Creo en que no existe mejor sensación de gratitud que la que puedes generar tú misma por ti. Pensar que todo lo que has logrado ha sido por tu propio mérito y que eres, suficientemente, fuerte y capaz de seguir continuando. Me siento capaz de lograr todo lo que me he propuesto solo por el simple hecho de recordar que yo misma puedo ayudarme.
Lo que causó incomodidad en mí no fue eso, sino la otra mitad de la máxima. La parte que dice: al madurar, descubrirás que tienes dos manos. Ciertamente, sé que tengo dos manos. Yo no sabía que una me ayudaba a mí, pero si sabía que la otra debía ayudar a los demás. ¿No es irónico? Yo no sabía que me estaba ayudando con una, es más, no sabía que una de ellas era nada más para mí, pero era justamente lo que hacía. Estaba cumpliendo la función que debía. Sin embargo, sí sabía que tenía otra que debía ayudar a los demás, pero no lo estaba haciendo.
Fue decepcionante para mí volver a leer toda la historia de Audrey. No por ella, sino por mí. Crecí en un colegio católico y mantengo mis estudios en una universidad católica. Claramente, sé que hay otros a los que debo ayudar. Tampoco quiero decir que no lo hago del todo. Tengo mis maneras de ayudar a los demás.
Pero, ¿no les pasa también que se esconden detrás de la crisis por la cual estamos pasando para justificar que no puedo darle la mano a otro? Suena rudo y puede que varios lo nieguen. Pero es la verdad. Al menos la mía. Tampoco quiero decir que ninguno lo hace. Aquí en este salón puede haber unos 2 o 3 que saben que tienen una mano para ayudar a otros. Pero, ¿cuántos sabían que la otra mano es para ayudarse a sí mismos?, ¿cuántos saben que la ayuda no se encuentra si solo la buscas?
Para nadie es secreto que todos aquí sufrimos lo mismo, padecemos lo mismo y vivimos lo mismo. Quizá lo que cambia es la intensidad. Pero quiero dejarles esa reflexión. Me gustaría hacerles entender que no hay que esperar que otro nos ayude, porque como sociedad somos capaces de ayudarnos a nosotros mismos. Así como también somos capaces de ayudar a otros.

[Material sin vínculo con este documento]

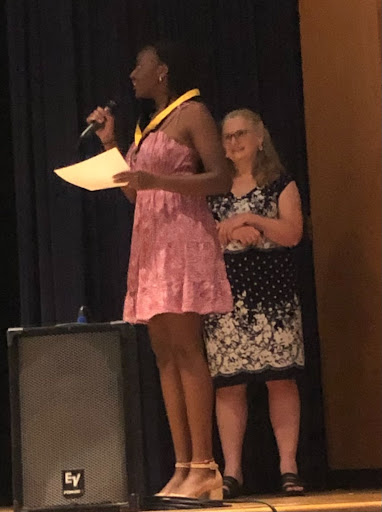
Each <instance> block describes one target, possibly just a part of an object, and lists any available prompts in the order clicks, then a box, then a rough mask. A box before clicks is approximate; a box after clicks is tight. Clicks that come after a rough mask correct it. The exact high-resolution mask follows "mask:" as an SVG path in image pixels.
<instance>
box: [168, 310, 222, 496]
mask: <svg viewBox="0 0 382 512" xmlns="http://www.w3.org/2000/svg"><path fill="white" fill-rule="evenodd" d="M166 316H167V317H168V320H169V325H171V328H170V331H171V346H172V347H173V351H174V355H175V359H176V362H177V367H178V369H179V373H180V378H181V381H182V387H183V391H184V396H185V403H186V410H187V419H188V425H189V429H190V434H191V443H192V461H193V462H204V461H209V460H211V459H212V458H213V456H212V407H213V390H212V379H211V376H210V373H209V370H208V366H207V361H206V359H205V356H204V351H203V341H202V330H201V319H200V316H199V315H197V314H195V313H185V314H183V315H171V314H168V315H166ZM214 477H215V474H214V472H212V471H211V470H209V469H191V470H190V472H189V475H188V477H187V479H186V480H185V482H184V483H183V484H182V485H181V486H180V487H179V489H178V491H177V492H178V493H179V494H182V495H184V496H194V495H198V490H199V489H200V488H201V486H203V484H206V483H208V481H210V480H211V483H212V481H213V479H214Z"/></svg>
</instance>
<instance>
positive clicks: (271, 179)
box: [222, 108, 285, 187]
mask: <svg viewBox="0 0 382 512" xmlns="http://www.w3.org/2000/svg"><path fill="white" fill-rule="evenodd" d="M234 117H243V118H244V119H247V120H248V121H251V123H252V124H253V126H254V128H255V132H256V135H257V136H258V137H263V143H262V149H259V150H258V151H257V155H256V160H255V163H254V166H253V169H252V176H253V177H254V179H255V180H256V183H257V185H258V186H259V187H263V186H264V185H269V184H270V183H272V182H273V181H275V180H276V179H277V178H278V177H279V176H280V175H281V174H282V173H283V172H285V168H284V166H283V164H282V163H281V162H280V158H279V155H278V154H277V151H276V149H275V147H274V145H273V142H272V139H271V136H270V134H269V131H268V130H267V128H266V127H265V126H264V123H263V120H262V119H261V117H260V115H259V114H257V113H256V112H253V111H252V110H250V109H248V108H241V109H238V110H232V112H229V113H228V114H227V115H226V116H225V117H224V119H223V122H222V126H223V125H224V123H225V122H226V121H227V120H228V119H232V118H234Z"/></svg>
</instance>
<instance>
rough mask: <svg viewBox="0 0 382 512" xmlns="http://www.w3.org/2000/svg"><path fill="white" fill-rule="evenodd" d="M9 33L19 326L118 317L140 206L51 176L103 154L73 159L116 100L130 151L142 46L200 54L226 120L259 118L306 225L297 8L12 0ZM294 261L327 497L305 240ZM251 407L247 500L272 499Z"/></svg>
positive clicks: (124, 131) (142, 348)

Estamos viviendo nuestra propia guerra. Nadie más la está sufriendo con nosotros. Nadie puede entender lo que es estar en esta situación. Ya sea los que sufren afuera solo por tener esta nacionalidad o los que sufren adentro, solo por vivir acá. No fue fácil para mí decidir dejar de esperar ayuda de otros, pero lo hice. No es fácil para mí decidir dejar de decir que ayudo a los demás y comenzar a hacerlo, pero lo haré. Quiero hacerlo, aunque aún no sé cómo.
Sin embargo, lo primero que debía hacer ya lo hice: reconocer que una de mis manos estaba fallando. Ahora, me gustaría que hicieran lo mismo. De todo corazón, ¿son lo suficientemente maduros de edad para saber que tienen dos manos?